A variety of perspectives were articulated by the 200-plus residents who showed up for last Wednesday’s Ellsworth City Council workshop on the relicensing of the Graham Lake and Leonard Lake dams. Water level was the rallying point. Issues invoked included loss of property value, ecological damage, the dam owner’s profits, water quality and fish passage.
On one point, all were in agreement: the existing situation — particularly as it affects Graham Lake — cannot continue. If the 30-year license is to be renewed, it must be modified to take into account current realities, including drought, ecology and taxpayers.
There was at the workshop less unanimity on the question of what can be done and who can do it. Are the water levels the responsibility of dam owner Brookfield Renewable, the Maine Department of Environmental Protection, the U.S. Fish and Wildlife Service or the Ellsworth City Council? The answer supplied by a few of those who spoke Wednesday was plain enough: the Federal Energy Regulatory Commission, known as FERC, has the power.
FERC declined to participate in the workshop, according to a representative, because that agency is “decisional” and, therefore, does not participate in public pro-and-con conversations. Too bad; the agency’s presence might have prevented misunderstandings of the process.

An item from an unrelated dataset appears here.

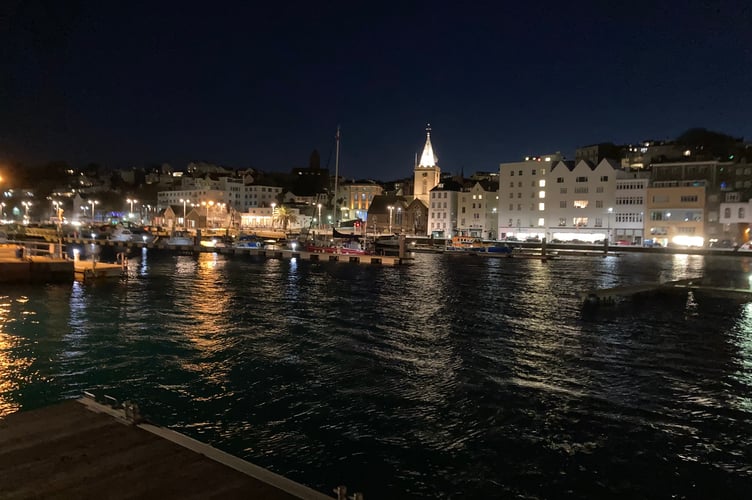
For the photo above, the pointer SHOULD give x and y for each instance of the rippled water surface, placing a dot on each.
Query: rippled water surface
(454, 377)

As to who is in the best position to advocate for Ellsworth and the upriver towns, that question, too, yielded a persuasive answer: us. The people affected, best represented by the city of Ellsworth, must have their say. The Ellsworth City Council’s vote Monday night to apply for intervenor status gives the city and he upriver towns a seat at the table as FERC considers the license-renewal application. The council, though guardedly and with some reluctance, made the right call.